Alongside our national community of practice, we are delivering the South-East Neighbourhood Health Accelerator Programme, supporting teams from across the region spanning health, local government and the voluntary and community sectors, to work through the specific challenges they face in developing effective neighbourhood working models.   

We have also been working with mayors and the Minister of Housing, Communities and Local Government, as well as engaging in wider discussions around local government reform (LGR). Our existing Health on the High Street work has also taken on renewed importance in light of the Pride in Place Strategy

As part of our offer for members, The NHS Alliance will be influencing the shape and design of the single and multi-neighbourhood provider contracts.
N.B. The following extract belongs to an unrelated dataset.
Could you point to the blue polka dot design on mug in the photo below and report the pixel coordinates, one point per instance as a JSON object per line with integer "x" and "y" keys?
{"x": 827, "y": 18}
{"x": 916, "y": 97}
This will include practical support for members who wish to take on these contracts, including the development of neighbourhood governance models. 

With the role of ICBs changing to drive the delivery of neighbourhood health through strategic commissioning, we are launching a new Strategic Commissioning Forum, bringing members together to move towards this new vision of commissioning. 
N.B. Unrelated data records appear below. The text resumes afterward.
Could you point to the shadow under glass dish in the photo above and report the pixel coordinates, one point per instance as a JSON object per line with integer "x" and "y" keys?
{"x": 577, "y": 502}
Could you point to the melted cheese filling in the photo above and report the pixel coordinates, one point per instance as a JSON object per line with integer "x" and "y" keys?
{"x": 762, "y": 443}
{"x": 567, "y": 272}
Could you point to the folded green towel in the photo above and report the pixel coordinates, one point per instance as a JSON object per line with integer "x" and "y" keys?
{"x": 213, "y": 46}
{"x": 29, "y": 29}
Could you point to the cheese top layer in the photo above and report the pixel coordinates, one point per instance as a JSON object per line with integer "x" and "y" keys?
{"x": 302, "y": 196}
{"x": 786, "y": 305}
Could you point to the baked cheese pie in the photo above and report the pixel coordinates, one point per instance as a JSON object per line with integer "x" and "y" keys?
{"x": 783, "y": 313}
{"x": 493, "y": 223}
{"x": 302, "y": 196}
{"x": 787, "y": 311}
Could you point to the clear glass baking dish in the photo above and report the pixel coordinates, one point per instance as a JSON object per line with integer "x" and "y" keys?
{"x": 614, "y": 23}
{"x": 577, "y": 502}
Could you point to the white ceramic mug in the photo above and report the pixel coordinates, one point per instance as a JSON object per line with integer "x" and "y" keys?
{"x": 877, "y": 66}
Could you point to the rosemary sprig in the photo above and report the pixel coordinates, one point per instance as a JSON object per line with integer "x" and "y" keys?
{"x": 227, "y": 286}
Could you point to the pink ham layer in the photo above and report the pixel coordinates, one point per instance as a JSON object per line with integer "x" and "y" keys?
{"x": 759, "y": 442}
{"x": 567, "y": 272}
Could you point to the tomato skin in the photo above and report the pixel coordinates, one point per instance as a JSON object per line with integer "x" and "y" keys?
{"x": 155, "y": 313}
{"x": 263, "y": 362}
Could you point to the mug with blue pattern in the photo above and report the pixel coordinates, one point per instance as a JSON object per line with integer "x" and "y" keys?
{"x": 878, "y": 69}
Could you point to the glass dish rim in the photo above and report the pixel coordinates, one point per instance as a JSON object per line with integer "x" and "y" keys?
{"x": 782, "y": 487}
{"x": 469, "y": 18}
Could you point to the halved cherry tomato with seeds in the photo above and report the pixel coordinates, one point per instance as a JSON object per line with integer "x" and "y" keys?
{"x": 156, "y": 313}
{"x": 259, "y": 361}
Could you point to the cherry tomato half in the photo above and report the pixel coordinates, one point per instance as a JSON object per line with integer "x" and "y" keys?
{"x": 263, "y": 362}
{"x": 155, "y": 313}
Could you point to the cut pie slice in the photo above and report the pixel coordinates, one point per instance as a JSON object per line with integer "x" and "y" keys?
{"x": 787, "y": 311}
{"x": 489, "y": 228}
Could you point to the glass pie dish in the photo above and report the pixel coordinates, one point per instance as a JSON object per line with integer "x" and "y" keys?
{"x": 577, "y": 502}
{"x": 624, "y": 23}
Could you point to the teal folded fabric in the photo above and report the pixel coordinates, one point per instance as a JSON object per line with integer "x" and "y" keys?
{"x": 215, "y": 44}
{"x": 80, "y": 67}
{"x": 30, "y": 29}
Further information on our work on neighbourhood working and access to a range of resources can be found at our neighbourhood working hub.   

Appendix

  • Neighbourhood 

    • For citizens, a neighbourhood is not strictly defined by a consistent geography or population size, it can range from a few streets to tens of thousands of people. What matters is how residents perceive their neighbourhood based on local relationships, geography, history and shared experiences.
    • Public services tend to define neighbourhoods on larger scales, often based on statutory or service boundaries such as primary care networks or council wards, which may not align with how communities self-identify. Building a consensus around geographic border in this context is difficult.

    Single neighbourhood provider 

    • A contract for delivering joined-up enhanced neighbourhood services. In many areas, the existing primary care network (PCN) footprint is geographically coherent and maps on the population footprint of 30,000-50,000.
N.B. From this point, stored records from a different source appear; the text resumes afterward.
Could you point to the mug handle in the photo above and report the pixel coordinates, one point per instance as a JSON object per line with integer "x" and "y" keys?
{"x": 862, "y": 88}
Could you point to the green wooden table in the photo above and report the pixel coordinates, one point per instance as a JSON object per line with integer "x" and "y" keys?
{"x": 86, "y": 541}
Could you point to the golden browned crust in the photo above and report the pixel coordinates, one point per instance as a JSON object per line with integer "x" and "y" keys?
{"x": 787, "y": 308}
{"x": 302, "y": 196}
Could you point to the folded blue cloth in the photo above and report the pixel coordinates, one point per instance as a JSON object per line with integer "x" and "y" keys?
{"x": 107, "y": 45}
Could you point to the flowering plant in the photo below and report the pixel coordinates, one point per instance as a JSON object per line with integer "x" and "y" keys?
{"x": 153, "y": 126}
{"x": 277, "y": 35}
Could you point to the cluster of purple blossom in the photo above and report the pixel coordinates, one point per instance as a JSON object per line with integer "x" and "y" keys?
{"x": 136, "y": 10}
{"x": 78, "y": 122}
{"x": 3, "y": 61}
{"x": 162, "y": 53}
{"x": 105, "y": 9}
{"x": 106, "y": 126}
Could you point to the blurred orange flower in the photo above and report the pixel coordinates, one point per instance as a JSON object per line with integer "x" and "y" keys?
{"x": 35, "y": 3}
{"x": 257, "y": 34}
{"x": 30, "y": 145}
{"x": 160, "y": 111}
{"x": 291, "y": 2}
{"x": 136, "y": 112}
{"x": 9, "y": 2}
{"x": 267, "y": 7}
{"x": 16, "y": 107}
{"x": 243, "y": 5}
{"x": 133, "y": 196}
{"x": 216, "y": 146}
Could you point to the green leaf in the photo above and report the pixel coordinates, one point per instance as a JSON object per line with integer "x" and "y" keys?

    Multi-neighbourhood provider 

    • A contract to support the consistent delivery of services across multiple neighbourhoods, covering populations of 250,000 or more. This contract could be held by a number of organisations, but will require the support of GPs in the neighbourhood it serves. 

    Integrator 

    • A function delivered by an existing organisation(s) operating as a host provider, supporting frontline teams by coordinating funding, data, workforce, estates and other enablers. It acts as a delivery partner for services commissioned by the integrated care boards (ICB) and local authorities, supporting the development and coordination of integrated neighbourhood teams, hospital at home services, urgent community response, and integrated discharge pathways.

    Integrated health organisation (IHOs)

    • A host provider holding a capitated contract with responsibility for the health outcomes of a geographically defined population, which delivers some care services directly and sub-contracts others to other providers, with appropriate governance that supports shared decision-making.